# Solved: Hidden Remote Desktop Connection file found in "my documents" folder



## awa13 (Aug 1, 2006)

I just noticed that there is a new (hidden) file in "my documents" folder called "Default". It is a hidden folder and was not there 4 days ago.

When I check the properties on it it simply says that is is just a Remote Desktop Connection type and it was created August 24th, 2008.

My remote desktop and remote assistance features are _not_ active or loaded.

Is this file normal or not?

Thank you!


----------



## -Fabez- (Jul 28, 2008)

If you have used remote desktop connection it will create a default connection file for future use with all of the settings in. It is normal and you can either delete or keep it, its up to you.


----------



## awa13 (Aug 1, 2006)

Hi, and thanks for reading my post and for the fast response.
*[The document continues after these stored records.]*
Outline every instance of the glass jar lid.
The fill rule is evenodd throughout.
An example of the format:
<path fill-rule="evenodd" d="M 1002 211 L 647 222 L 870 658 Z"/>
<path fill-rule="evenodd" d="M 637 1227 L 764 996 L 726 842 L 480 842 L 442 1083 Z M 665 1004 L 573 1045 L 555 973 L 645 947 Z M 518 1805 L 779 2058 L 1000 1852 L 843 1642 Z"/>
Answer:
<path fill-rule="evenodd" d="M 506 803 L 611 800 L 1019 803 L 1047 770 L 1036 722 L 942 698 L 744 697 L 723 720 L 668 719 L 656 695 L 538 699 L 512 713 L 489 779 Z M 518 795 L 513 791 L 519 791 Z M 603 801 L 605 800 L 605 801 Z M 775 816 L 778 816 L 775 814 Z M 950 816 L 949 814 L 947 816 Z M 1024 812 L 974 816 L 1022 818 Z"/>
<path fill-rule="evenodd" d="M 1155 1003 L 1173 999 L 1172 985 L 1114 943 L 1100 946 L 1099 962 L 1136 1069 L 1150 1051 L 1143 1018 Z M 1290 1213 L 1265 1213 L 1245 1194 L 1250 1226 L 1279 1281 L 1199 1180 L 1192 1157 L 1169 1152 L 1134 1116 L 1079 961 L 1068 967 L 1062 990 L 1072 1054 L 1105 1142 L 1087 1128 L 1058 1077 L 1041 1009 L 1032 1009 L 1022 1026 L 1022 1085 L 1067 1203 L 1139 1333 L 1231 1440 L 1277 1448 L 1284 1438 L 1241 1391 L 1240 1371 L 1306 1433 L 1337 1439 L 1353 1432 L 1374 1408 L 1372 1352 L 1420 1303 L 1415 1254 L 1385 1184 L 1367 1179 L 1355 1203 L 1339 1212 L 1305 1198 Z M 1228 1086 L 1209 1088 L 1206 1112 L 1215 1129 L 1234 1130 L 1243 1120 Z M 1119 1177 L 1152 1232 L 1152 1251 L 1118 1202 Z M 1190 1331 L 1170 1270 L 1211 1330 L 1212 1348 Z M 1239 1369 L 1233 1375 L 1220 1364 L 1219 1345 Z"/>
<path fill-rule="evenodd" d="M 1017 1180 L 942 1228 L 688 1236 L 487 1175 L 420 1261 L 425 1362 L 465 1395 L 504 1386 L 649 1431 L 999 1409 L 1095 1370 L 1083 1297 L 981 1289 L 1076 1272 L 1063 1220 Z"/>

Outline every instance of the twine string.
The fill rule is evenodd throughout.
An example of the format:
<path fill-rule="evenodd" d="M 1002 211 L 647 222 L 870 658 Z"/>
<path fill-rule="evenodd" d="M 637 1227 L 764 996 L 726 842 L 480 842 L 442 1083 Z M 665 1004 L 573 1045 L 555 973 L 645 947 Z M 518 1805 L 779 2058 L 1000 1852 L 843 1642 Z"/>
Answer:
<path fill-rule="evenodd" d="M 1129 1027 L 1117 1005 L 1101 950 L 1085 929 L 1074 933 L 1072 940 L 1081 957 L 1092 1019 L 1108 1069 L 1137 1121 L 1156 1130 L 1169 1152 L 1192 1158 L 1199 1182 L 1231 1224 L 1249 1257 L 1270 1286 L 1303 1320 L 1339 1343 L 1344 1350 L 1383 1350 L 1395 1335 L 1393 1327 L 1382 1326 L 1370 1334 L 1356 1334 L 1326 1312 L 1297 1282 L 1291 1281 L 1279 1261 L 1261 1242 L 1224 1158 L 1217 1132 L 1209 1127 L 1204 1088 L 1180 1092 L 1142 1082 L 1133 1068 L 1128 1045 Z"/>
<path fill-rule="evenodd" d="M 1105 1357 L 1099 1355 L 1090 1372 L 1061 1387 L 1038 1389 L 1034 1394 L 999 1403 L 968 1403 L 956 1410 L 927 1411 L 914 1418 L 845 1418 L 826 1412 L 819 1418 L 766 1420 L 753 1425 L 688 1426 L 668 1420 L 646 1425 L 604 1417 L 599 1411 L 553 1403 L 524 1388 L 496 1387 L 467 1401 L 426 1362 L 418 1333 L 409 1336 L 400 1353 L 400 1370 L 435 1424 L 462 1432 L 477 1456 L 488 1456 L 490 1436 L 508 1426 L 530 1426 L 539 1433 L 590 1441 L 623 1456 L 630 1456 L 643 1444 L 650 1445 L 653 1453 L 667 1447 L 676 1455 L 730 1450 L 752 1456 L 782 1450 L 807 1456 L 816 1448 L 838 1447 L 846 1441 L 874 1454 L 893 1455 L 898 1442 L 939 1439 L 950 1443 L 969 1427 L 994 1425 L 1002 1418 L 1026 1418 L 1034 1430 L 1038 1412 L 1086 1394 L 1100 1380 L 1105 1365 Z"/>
I have never used Windows Desktop Remote - however, I do use pcAnywhere often.

This would not have any relation or affect to my question, would it?

Also, I just want to be certain, especially since I mentioned I do not use the Windows XP desktop remote desktop or remote assistance - or ever have, that iit is completely safe and harmless to delete it? (just looking for that final reassurance, ya know?)

Thanks.


----------



## -Fabez- (Jul 28, 2008)

Maybe PcAnywhere is built upon remote desktop connection so the file would have been created. It is safe to delete it as it is a settings file for remote desktop conection and you dont use that.


----------



## awa13 (Aug 1, 2006)

Thank you.


----------